Frida Escobedo (b. Mexico City, 1979) has always lived between boundaries, either temporarily or permanently. This is how her studio is organized, fully aligning with her life straddling distinct barrios. Her gypsy moves as a means of avoiding fierce attachments, so the Mexican architect does not accumulate things; she just observes and contemplates what others do.
The spaces separating the porticos have been a constant element of her explorations. Sitting silhouetted by the sunlight in her apartment in the Reforma Condominium,– designed by Mario Pani in 1958 – in Colonia Juárez, Frida recalls how she grew up in a Condesa apartment, one of the first modern urbanizations in Mexico City. Similar to the theatrical setting of the movie Roma, her house faced the city, with interior parking and an inside patio. A collective dwelling that allowed her to build a tin can telephone network, stretching window to window, to exchange coded information with neighbors.
The 1985 earthquake, with a magnitude of 8.1 on the Richter scale, caused her first move out of the city center to a transitional zone. When she was just five years old, in addition to enduring her parents’ separation, she moved to El Pedregal de San Ángel, south of the city. Between piano classes and two homes: from Del Valle, Chimalistac to Condesa, Frida traveled through the south-central region of the big city over 10 kilometers, with Avenida Insurgentes as her connecting route. Years later, her commute expanded when she undertook the study of architecture at the Santa Fe Campus of Ibero-American University.
Her father instilled in Frida an urbane sensitivity, from which she would never stray, with walking being an aesthetic exercise, making her way from Parque México and Parque España up to Paseo de la Reforma, and all the way to the Diana Cinema. As with their car trips, the city always operated as an extension of their own home. When she left for Boston to pursue a Master’s in Art, Design and Public Domain at the Harvard School of Design, Frida was able to define her practice with a single concept of impermanence vs. permanence.
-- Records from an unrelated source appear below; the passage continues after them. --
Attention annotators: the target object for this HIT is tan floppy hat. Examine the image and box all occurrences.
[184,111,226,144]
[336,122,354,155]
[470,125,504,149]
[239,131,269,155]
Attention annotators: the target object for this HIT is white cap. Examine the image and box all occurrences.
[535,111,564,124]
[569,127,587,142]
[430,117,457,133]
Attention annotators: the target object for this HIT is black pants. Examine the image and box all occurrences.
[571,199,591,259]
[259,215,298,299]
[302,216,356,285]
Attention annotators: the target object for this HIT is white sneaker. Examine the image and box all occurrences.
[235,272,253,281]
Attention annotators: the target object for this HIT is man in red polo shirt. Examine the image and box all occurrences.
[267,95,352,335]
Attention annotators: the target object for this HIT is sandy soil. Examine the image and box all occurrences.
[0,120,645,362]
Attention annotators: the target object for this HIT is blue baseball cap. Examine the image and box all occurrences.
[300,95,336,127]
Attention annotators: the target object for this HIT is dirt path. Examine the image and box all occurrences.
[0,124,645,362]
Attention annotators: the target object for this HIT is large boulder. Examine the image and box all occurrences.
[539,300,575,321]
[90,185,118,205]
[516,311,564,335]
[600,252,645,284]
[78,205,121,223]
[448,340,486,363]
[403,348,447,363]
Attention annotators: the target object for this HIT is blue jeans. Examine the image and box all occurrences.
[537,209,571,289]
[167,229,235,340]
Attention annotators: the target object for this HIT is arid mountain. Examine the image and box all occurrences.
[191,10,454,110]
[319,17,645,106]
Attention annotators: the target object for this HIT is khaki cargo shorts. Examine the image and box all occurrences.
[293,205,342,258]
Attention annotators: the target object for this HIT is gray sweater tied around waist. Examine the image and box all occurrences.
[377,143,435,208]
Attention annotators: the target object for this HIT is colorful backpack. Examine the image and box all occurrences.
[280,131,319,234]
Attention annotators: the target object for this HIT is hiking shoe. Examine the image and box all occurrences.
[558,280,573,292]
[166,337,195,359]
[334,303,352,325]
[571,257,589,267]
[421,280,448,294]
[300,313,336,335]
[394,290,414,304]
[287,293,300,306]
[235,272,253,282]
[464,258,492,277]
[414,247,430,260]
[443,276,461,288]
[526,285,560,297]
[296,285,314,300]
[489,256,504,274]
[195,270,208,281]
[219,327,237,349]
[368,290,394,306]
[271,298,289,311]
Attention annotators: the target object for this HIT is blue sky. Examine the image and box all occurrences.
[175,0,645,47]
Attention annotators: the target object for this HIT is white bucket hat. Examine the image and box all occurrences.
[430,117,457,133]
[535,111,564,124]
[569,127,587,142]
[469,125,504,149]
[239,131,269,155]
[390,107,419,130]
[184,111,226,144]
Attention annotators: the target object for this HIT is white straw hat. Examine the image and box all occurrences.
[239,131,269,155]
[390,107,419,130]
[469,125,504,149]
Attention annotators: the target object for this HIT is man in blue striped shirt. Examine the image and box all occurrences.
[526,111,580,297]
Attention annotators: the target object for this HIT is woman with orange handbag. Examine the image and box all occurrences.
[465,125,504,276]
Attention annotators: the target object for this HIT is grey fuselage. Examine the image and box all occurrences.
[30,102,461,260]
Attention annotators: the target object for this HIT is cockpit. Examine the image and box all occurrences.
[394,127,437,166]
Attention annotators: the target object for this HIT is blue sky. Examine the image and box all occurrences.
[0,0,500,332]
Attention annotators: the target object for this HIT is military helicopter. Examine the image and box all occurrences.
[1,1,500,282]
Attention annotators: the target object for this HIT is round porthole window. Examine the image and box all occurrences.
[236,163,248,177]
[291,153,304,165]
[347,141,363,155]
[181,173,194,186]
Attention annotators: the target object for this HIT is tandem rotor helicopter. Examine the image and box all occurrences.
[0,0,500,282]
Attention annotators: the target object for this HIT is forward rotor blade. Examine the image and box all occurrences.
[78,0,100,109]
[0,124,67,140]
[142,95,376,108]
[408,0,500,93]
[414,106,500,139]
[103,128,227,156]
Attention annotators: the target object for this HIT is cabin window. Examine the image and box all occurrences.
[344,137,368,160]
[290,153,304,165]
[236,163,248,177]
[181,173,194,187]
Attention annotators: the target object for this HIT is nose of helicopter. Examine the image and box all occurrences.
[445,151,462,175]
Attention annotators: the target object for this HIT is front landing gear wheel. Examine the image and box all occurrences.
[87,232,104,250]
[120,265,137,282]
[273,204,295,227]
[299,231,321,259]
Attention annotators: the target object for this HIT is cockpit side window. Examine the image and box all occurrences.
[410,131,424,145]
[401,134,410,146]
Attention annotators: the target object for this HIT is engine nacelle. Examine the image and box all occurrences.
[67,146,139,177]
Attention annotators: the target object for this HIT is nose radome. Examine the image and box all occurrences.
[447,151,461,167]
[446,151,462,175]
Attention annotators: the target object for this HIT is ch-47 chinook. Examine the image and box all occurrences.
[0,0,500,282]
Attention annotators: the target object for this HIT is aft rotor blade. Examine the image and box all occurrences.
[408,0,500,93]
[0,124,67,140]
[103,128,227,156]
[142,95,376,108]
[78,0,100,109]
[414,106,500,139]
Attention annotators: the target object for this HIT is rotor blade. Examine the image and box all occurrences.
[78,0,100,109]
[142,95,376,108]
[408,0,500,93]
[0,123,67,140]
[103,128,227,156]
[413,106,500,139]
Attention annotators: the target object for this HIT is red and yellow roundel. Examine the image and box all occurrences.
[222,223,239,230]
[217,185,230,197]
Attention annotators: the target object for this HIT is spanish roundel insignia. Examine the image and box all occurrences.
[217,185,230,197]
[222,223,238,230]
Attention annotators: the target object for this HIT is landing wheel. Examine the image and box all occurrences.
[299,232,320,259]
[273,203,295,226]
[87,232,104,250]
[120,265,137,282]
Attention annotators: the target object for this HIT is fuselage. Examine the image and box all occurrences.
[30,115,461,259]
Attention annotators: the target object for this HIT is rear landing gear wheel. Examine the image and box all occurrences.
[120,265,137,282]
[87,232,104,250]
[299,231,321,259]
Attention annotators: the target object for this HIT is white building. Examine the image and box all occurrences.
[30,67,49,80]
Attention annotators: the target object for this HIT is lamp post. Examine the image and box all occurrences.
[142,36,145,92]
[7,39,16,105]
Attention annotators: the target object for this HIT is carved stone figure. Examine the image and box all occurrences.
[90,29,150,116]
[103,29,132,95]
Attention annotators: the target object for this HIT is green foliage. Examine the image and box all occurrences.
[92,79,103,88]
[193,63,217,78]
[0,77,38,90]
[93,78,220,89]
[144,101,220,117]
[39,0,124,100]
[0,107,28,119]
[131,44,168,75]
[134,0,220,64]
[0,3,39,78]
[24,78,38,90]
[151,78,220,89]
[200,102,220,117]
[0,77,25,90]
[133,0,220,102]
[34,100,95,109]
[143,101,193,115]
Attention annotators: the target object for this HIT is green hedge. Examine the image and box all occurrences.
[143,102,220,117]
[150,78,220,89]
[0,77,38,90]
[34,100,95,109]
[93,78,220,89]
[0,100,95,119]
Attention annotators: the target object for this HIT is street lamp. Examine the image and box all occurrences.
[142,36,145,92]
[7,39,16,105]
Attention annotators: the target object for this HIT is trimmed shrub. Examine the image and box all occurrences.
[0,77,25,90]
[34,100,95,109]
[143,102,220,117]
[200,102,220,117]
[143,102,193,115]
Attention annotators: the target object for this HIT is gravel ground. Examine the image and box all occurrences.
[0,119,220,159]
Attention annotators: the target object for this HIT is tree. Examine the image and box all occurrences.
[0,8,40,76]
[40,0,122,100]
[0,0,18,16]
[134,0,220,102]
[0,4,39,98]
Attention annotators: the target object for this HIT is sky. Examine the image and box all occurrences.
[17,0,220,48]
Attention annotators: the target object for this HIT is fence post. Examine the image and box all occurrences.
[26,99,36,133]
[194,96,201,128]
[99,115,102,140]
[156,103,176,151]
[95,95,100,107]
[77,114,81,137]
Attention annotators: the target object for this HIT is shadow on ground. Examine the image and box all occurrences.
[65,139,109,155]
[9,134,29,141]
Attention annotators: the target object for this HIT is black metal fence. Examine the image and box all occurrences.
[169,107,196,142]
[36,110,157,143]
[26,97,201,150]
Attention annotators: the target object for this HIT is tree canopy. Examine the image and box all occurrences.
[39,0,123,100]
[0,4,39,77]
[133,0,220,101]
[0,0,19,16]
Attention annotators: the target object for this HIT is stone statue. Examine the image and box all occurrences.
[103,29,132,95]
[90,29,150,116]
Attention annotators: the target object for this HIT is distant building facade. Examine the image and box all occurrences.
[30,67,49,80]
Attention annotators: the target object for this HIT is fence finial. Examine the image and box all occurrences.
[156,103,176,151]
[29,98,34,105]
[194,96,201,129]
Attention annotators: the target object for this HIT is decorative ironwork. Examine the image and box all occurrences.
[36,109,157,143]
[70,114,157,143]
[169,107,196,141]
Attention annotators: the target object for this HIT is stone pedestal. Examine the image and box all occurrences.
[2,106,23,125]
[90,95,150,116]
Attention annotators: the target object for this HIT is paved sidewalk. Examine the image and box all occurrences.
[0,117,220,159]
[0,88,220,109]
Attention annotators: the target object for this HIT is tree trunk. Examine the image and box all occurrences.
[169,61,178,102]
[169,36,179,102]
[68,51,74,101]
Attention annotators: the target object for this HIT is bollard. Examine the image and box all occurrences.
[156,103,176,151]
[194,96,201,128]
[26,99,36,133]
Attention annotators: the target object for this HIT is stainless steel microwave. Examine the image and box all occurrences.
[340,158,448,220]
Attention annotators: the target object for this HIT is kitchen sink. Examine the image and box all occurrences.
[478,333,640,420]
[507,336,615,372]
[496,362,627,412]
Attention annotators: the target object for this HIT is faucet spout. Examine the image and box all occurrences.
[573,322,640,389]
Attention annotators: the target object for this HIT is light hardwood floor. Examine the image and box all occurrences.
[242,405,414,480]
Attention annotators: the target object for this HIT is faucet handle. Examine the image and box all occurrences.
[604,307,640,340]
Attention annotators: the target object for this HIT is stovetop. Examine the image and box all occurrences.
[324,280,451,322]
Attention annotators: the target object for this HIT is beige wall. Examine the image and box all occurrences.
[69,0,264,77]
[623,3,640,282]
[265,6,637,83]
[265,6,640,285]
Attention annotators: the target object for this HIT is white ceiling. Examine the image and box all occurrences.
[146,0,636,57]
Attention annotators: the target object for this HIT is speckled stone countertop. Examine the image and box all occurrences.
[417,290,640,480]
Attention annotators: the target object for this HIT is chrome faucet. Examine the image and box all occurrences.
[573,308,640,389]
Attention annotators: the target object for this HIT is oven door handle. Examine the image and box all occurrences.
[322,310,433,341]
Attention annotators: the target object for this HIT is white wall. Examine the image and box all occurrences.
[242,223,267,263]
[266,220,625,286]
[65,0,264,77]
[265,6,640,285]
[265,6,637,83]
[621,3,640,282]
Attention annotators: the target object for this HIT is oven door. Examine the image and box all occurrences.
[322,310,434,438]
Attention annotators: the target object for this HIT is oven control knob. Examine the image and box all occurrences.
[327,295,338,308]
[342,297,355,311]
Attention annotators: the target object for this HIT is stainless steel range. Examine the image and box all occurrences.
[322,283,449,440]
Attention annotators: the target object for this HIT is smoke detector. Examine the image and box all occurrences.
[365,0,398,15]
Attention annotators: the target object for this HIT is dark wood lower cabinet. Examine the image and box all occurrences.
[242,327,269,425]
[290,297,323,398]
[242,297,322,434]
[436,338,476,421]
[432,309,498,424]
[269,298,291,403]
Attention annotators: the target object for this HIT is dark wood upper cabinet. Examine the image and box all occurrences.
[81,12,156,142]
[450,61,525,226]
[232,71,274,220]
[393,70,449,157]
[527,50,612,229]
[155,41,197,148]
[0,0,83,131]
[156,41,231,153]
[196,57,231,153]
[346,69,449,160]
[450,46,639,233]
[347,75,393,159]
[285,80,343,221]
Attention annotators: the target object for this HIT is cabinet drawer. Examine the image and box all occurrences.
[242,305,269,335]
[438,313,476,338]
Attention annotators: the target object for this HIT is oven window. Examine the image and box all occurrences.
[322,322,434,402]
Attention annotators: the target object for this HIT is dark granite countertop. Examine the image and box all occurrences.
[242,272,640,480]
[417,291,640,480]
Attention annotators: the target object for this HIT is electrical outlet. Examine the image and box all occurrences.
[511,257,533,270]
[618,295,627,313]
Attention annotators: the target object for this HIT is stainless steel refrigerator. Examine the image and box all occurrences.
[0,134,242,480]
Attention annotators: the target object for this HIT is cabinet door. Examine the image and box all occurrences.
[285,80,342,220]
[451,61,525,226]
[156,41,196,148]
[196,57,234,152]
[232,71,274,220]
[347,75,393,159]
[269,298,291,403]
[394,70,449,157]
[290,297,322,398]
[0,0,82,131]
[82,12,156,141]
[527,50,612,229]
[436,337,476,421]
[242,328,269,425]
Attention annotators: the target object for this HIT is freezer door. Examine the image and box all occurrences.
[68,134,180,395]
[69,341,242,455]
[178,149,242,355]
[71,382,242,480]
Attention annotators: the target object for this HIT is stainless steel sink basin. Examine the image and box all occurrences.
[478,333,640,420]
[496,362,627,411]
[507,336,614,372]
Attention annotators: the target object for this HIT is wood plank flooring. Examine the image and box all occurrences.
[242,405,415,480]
Even though the Boca Chica Hotel, the Siqueiros Studio, or the Eco Pavilion were her first forays into architecture, these works did not cement her vision. The creation of a Civic Plaza for the Lisbon Architecture Triennale, a fountain for the John Madejsky Garden in front of the Victoria & Albert Museum in London, and the trellis-encircled pavilion for the Serpentine Gallery challenged her to view the world through a different lens.